We Need A Cancer Moonshot But Applied To HIV
Cellular therapy tools range from gene transfer technologies, such as lentiviral vectors and RNA engineering, to the more recent precision genome editing systems, such as TALENs and CRISPR/Cas9 nucleases.
Dr Carl H. June, the director of the Center for Immunotherapy at the University of Pennsylvania, in Philadelphia, spoke at the annual Conference on Retroviruses and Opportunistic Infections (2017). His talk focused mainly on chimeric antigen receptor (CAR) T-cell therapy for adult and paediatric lymphoblastic and lymphocytic leukaemias, as well as its promise for inducing functional cures in people with HIV.
Despite the promise, cell therapy research related to HIV remains sparse. Dr June noted that there were 161 CAR T-cell clinical trials for cancer listed at ClinicalTrials.gov on Feb. 14, most them in the United States and China.
“What about HIV?” he said. “Unfortunately, it’s a big goose egg: zero. This needs to change. Right now my message would be that we need to surf off what’s being done in the cancer field and apply those learnings to HIV.”

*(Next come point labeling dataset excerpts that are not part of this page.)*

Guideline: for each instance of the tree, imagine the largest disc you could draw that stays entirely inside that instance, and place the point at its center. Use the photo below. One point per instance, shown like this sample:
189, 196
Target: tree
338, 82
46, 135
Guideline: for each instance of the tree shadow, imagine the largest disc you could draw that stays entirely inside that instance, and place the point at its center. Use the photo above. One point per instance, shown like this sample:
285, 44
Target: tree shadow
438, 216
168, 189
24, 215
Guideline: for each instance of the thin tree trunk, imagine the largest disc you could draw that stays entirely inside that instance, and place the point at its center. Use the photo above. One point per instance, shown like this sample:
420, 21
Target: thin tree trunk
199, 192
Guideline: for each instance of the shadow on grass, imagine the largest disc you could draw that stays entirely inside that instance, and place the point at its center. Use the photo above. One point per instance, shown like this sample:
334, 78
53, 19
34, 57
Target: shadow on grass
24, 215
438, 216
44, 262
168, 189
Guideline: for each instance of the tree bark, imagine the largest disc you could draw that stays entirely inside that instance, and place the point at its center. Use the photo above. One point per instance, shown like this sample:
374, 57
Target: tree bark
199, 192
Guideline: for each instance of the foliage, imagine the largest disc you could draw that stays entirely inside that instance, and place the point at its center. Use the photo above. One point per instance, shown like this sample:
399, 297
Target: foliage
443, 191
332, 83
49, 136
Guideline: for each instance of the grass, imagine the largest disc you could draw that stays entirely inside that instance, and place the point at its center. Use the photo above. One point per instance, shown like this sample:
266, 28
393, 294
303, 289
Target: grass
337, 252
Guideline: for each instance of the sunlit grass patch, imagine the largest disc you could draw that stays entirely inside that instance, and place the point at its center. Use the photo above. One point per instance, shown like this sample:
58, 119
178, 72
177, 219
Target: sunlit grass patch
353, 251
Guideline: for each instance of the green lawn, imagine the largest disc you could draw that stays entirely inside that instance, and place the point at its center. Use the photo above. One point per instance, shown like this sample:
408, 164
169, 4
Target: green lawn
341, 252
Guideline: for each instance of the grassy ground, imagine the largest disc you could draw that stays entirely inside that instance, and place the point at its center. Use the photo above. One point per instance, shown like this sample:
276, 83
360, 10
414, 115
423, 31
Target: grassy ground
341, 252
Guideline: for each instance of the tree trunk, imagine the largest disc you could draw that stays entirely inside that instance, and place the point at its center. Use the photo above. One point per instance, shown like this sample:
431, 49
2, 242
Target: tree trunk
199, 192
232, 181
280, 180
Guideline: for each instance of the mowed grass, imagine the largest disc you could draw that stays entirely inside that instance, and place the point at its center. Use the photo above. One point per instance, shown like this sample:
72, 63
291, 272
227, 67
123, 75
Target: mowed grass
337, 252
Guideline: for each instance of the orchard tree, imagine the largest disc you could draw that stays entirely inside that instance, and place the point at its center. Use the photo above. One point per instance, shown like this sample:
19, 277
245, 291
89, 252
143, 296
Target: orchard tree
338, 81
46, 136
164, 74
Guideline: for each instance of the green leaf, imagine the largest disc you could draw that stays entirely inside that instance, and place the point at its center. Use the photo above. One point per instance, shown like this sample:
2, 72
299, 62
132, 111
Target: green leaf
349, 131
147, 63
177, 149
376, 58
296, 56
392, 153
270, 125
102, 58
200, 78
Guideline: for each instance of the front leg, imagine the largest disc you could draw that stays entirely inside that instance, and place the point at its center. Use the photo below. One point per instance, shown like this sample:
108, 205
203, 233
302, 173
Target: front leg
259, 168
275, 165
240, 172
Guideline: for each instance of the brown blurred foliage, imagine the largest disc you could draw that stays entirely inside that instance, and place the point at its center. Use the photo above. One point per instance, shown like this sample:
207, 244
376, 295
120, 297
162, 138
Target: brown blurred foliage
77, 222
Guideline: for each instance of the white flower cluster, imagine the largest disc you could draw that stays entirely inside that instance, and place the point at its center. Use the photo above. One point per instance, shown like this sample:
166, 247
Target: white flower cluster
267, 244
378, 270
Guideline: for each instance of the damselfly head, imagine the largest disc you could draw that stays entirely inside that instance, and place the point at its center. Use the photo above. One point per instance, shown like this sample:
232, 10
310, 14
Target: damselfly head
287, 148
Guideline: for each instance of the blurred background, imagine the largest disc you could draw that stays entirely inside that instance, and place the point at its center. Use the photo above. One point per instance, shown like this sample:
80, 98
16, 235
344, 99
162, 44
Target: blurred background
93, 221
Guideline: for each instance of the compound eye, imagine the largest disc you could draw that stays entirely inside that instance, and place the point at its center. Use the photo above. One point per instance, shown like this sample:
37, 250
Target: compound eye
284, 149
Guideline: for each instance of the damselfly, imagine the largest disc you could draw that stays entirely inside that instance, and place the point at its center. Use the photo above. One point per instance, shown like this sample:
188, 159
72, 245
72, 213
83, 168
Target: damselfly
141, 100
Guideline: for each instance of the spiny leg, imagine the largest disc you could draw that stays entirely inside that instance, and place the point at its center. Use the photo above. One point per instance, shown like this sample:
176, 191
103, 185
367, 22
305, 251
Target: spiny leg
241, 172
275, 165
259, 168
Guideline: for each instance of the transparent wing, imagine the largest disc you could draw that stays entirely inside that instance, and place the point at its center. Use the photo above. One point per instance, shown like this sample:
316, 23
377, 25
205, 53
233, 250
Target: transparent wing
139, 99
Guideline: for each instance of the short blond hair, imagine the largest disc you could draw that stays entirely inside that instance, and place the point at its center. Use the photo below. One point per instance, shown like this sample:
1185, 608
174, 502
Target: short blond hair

The results of another trial by researchers at the University of Pennsylvania showed that the treatment “was safe in all patients. The cells persist in our first patient treated in 2009, now more than five years. So gene-edited cells can last for a very long timescale.” Dr June added that data presented in the paper “supports the mechanism that it confers a permanent antiviral effect on the infused cells. It’s the first example of gene editing to induce disease resistance. And I think there are a lot of ways now to make people naturally CCR5 homozygous.”